De rijken worden rijker, de armen worden armer, en dat is allemaal te danken aan de Federal Reserve.
Vorige week publiceerde de Fed een nieuwe studie waaruit blijkt dat de rijkdom van de top 1% in Amerika een recordhoogte heeft bereikt $ 45 biljoen. Dat is een stijging van $15 biljoen, of 50% ten opzichte van 2020.
Anders gezegd: de reactie op de pandemie is zo ongeveer het beste wat de rijken van Amerika in, oh, een eeuw, is overkomen.
Waarom? Omdat de pandemie de grootste vloedgolf van gelddrukken in de Amerikaanse geschiedenis veroorzaakte, waarbij in slechts twee jaar tijd 6 biljoen vers gedrukte dollars werden uitgegeven.
Dat was ongeveer één op de drie van alle dollars die vóór de pandemie bestonden.
Gratis geld voor Wall Street
Dat geld werd natuurlijk rechtstreeks in de financiële markten gepompt – aandelen wonnen in die periode 10 biljoen dollar – aandelen kapitaliseren stromen – en vele biljoenen meer werden in obligaties gepompt, niet in de laatste plaats in staatsobligaties – staatsobligaties – die werden gestimuleerd door aankopen door de Federal Reserve.
Waarom ging het naar de financiële markten? Want zo drukt de Fed geld.
Ten goede of ten kwade: de Fed drukt geen nieuwe dollars op een machine en deelt ze uit aan iedereen, maar koopt financiële activa op en subsidieert leningen.
Bij zogenaamde kwantitatieve versoepeling wordt rechtstreeks activa gekocht, maar het meeste nieuwe geld wordt feitelijk gecreëerd door banken, die letterlijk geld tot stand toveren als ze een lening verstrekken.
Sinds de Fed de reserveverplichtingen tijdens de pandemie heeft ingetrokken, is Wall Street nu vrij om letterlijk elk bedrag te lenen waar hun hebzuchtige hartjes naar verlangen.
Het eindresultaat is dat nieuw geld in de eerste plaats via bankleningen naar de financiële markten en rijke mensen gaat. Het geld druppelt vervolgens langzaam naar de rest van Amerika, vaak lang nadat de prijzen zijn gestegen.
Dit wordt het Cantillon-effect genoemd en het werkt als volgt: een rijke man krijgt een lening voor een zwembad. Het geld wordt uit het niets gesponnen; de bank drukt het effectief af en brengt vervolgens rente in rekening.
Hij neemt dat verse geld en huurt een aantal arbeiders in. Hij betaalt ze, ze gaan naar McDonald's, de man van McDonald's brengt zijn hond naar de dierenarts, de dierenarts koopt een auto, de autoverkoper betaalt de elektriciteitsrekening van zijn moeder.

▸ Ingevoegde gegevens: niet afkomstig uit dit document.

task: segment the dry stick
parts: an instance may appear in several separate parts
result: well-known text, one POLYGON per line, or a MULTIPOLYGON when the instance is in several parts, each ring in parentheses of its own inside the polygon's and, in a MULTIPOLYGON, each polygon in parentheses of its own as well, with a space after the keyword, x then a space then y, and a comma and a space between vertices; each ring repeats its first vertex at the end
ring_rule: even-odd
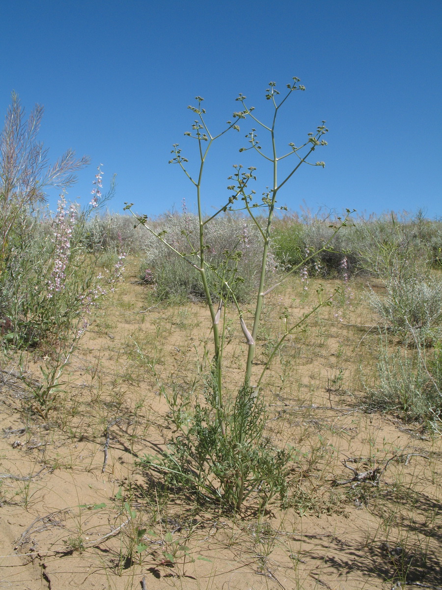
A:
POLYGON ((13 479, 17 481, 31 481, 34 477, 37 477, 37 476, 39 475, 42 471, 44 471, 45 469, 46 469, 45 467, 41 469, 35 475, 26 476, 25 477, 21 477, 19 476, 14 476, 12 473, 0 473, 0 479, 13 479))
POLYGON ((315 406, 315 405, 307 405, 307 406, 291 406, 288 404, 271 404, 269 406, 269 408, 282 408, 282 410, 279 410, 281 412, 283 411, 293 411, 297 412, 301 409, 332 409, 335 412, 347 412, 349 414, 352 412, 363 412, 362 409, 358 409, 354 408, 334 408, 331 406, 315 406))
MULTIPOLYGON (((60 512, 60 511, 59 511, 59 512, 60 512)), ((47 517, 44 517, 46 518, 47 517)), ((33 526, 33 525, 35 525, 35 523, 37 521, 41 520, 42 520, 42 519, 40 518, 40 519, 37 519, 37 520, 35 520, 32 523, 32 524, 31 525, 31 526, 29 527, 29 530, 30 530, 31 529, 31 527, 33 526)), ((99 545, 100 544, 100 543, 103 543, 103 541, 105 541, 108 539, 110 539, 111 537, 116 536, 116 535, 118 535, 120 532, 121 532, 121 530, 123 529, 124 529, 124 527, 126 526, 126 525, 128 525, 128 523, 131 520, 132 520, 132 517, 131 516, 129 516, 129 517, 127 519, 127 520, 125 520, 124 522, 123 522, 122 525, 120 525, 120 526, 117 527, 116 529, 114 529, 113 530, 111 530, 110 532, 110 533, 108 533, 107 535, 105 535, 103 537, 100 537, 100 539, 97 539, 95 541, 90 541, 88 543, 84 543, 83 547, 85 549, 90 549, 91 547, 96 547, 97 545, 99 545)), ((25 532, 25 533, 26 533, 26 531, 25 532)), ((23 535, 22 535, 22 536, 23 536, 23 535)), ((32 552, 31 553, 18 553, 17 555, 38 555, 38 557, 45 558, 45 557, 53 557, 53 556, 54 556, 55 555, 65 555, 67 553, 70 553, 71 551, 71 550, 70 550, 70 549, 68 550, 63 550, 63 551, 60 551, 60 550, 55 549, 54 551, 48 551, 46 553, 41 553, 39 551, 34 551, 34 552, 32 552)), ((4 555, 0 556, 0 557, 5 557, 5 556, 4 556, 4 555)))
POLYGON ((114 426, 121 419, 121 416, 120 418, 116 418, 114 420, 111 420, 109 424, 106 427, 105 434, 106 434, 106 442, 104 443, 104 461, 103 464, 103 468, 101 469, 101 473, 104 473, 106 469, 106 466, 107 465, 107 450, 109 448, 109 444, 110 443, 110 428, 111 427, 114 426))

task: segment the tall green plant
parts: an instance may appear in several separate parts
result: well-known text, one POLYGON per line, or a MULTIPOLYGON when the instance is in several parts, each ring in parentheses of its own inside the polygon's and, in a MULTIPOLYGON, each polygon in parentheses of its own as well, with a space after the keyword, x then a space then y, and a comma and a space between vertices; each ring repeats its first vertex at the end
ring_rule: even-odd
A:
MULTIPOLYGON (((171 152, 173 157, 170 163, 180 166, 196 191, 199 224, 197 247, 193 245, 190 235, 186 235, 184 231, 184 235, 187 238, 189 248, 187 252, 180 251, 168 241, 167 232, 156 231, 151 227, 147 216, 137 218, 138 222, 163 244, 198 271, 210 311, 214 345, 211 375, 207 384, 206 403, 202 406, 197 404, 196 413, 190 425, 182 424, 181 435, 173 441, 173 452, 167 454, 159 463, 151 459, 148 460, 148 462, 151 466, 154 465, 157 469, 167 474, 169 477, 172 477, 174 483, 176 483, 177 478, 186 487, 193 488, 194 486, 196 490, 203 495, 206 496, 209 493, 212 498, 219 499, 236 509, 240 508, 245 498, 254 490, 260 490, 262 499, 267 502, 277 491, 283 493, 286 489, 286 466, 289 455, 273 449, 264 437, 265 408, 262 396, 259 395, 259 388, 266 369, 285 338, 295 330, 306 317, 321 306, 329 302, 329 300, 324 301, 322 299, 319 290, 319 301, 314 309, 301 320, 295 322, 292 325, 288 323, 286 333, 274 346, 267 365, 258 378, 254 378, 252 369, 256 353, 256 340, 266 296, 304 264, 306 260, 309 260, 317 254, 314 253, 308 256, 275 284, 270 286, 267 284, 266 263, 272 238, 272 222, 275 211, 278 208, 276 199, 279 193, 302 165, 324 166, 323 162, 311 163, 308 161, 317 148, 326 145, 324 136, 328 129, 324 126, 324 121, 316 127, 314 133, 308 133, 307 139, 300 146, 296 147, 295 143, 291 143, 289 150, 279 155, 275 139, 277 117, 286 101, 296 91, 305 90, 299 83, 299 78, 293 78, 293 82, 287 85, 287 92, 282 99, 279 99, 279 93, 276 90, 275 83, 270 83, 269 88, 266 90, 266 99, 272 106, 273 116, 268 124, 255 116, 254 108, 246 106, 246 97, 240 94, 236 100, 240 104, 241 110, 233 113, 233 120, 227 121, 227 126, 217 134, 209 130, 206 122, 206 110, 202 106, 202 98, 196 97, 197 106, 188 107, 196 116, 196 119, 192 124, 192 131, 187 132, 184 135, 197 142, 199 165, 194 175, 188 169, 188 160, 182 154, 178 144, 173 146, 171 152), (271 188, 266 190, 260 202, 256 202, 254 200, 255 191, 250 188, 250 185, 256 180, 255 173, 256 168, 251 166, 247 169, 247 171, 244 171, 241 165, 236 165, 233 166, 233 174, 229 177, 231 182, 227 187, 230 192, 230 196, 216 212, 210 217, 206 217, 203 213, 202 179, 210 148, 216 140, 231 130, 239 132, 239 123, 248 119, 251 119, 253 124, 259 126, 269 134, 270 151, 266 153, 262 149, 256 129, 252 129, 246 136, 249 140, 249 146, 241 148, 240 152, 253 150, 259 154, 259 157, 271 163, 272 175, 269 183, 271 188), (281 180, 278 175, 280 162, 288 158, 295 159, 296 162, 281 180), (235 290, 235 283, 241 280, 235 272, 235 263, 239 255, 238 251, 226 253, 226 262, 216 267, 208 263, 207 260, 207 227, 217 217, 227 211, 241 211, 248 215, 256 226, 262 240, 259 286, 255 296, 255 311, 250 329, 246 324, 243 309, 235 290), (263 214, 263 212, 265 212, 265 214, 263 214), (209 272, 216 274, 222 286, 217 294, 217 304, 210 291, 207 278, 209 272), (248 346, 243 382, 235 396, 234 402, 230 404, 226 403, 223 363, 226 326, 225 303, 227 299, 233 301, 236 307, 248 346)), ((126 208, 130 209, 131 206, 131 204, 127 204, 126 208)), ((345 224, 345 222, 344 220, 341 225, 345 224)), ((335 228, 330 240, 332 239, 338 229, 339 227, 335 228)), ((324 244, 323 249, 327 247, 329 241, 324 244)))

Bij elke stap verspreidt het nieuwe geld zich steeds verder. En het drijft de prijzen steeds hoger.
Laat de inflatie over aan de kleine man
Dus de rijke man kreeg eerst zijn geld, en vervolgens krijgt iedereen verderop in de rij zijn geld geleidelijk weggepompt. De laatste persoon in de rij zijn doorgaans de sociale zekerheid en gepensioneerden, die niets anders krijgen dan inflatie.
Normaal gesproken is de herverdeling van Cantillon zo klein dat de slachtoffers het niet merken.
Maar tijdens de pandemie hebben ze te veel gedrukt. Het geeft ons stijgende prijzen voor alles, van voedsel tot ziektekostenverzekeringen en natuurlijk de huisvestingskosten.
Sinds de pandemie zijn de kosten voor het bezitten van een gemiddeld huis in Amerika verdubbeld, tot bijna $3,000, oftewel de helft van het gemiddelde gezinsinkomen. Als je in 2019 geen huis hebt, zul je in veel steden nooit een huis bezitten.
Conclusie
Het feit dat de Fed de ongelijkheid stimuleert hoeft geen verrassing te zijn: dat is het doel van centrale banken. Dat is de reden waarom Wall Street in 1914 voor zichzelf een Federal Reserve kocht – ze deden het niet voor de werknemers van McDonald's.
Dus ja, zolang we een centrale bank hebben, zullen de rijken rijker worden en zullen de armen inflatie krijgen.
Nu de Fed een herhaling van de inflatie in 2022 in het vizier heeft, zouden de rijken van Amerika zich moeten voorbereiden op een nieuwe grote betaaldag. En alle anderen kunnen zich voorbereiden op de gevolgen.
Heruitgegeven van de auteur subgroep
Uitgegeven onder a Creative Commons Naamsvermelding 4.0 Internationale licentie
Stel voor herdrukken de canonieke link terug naar het origineel Brownstone Instituut Artikel en auteur.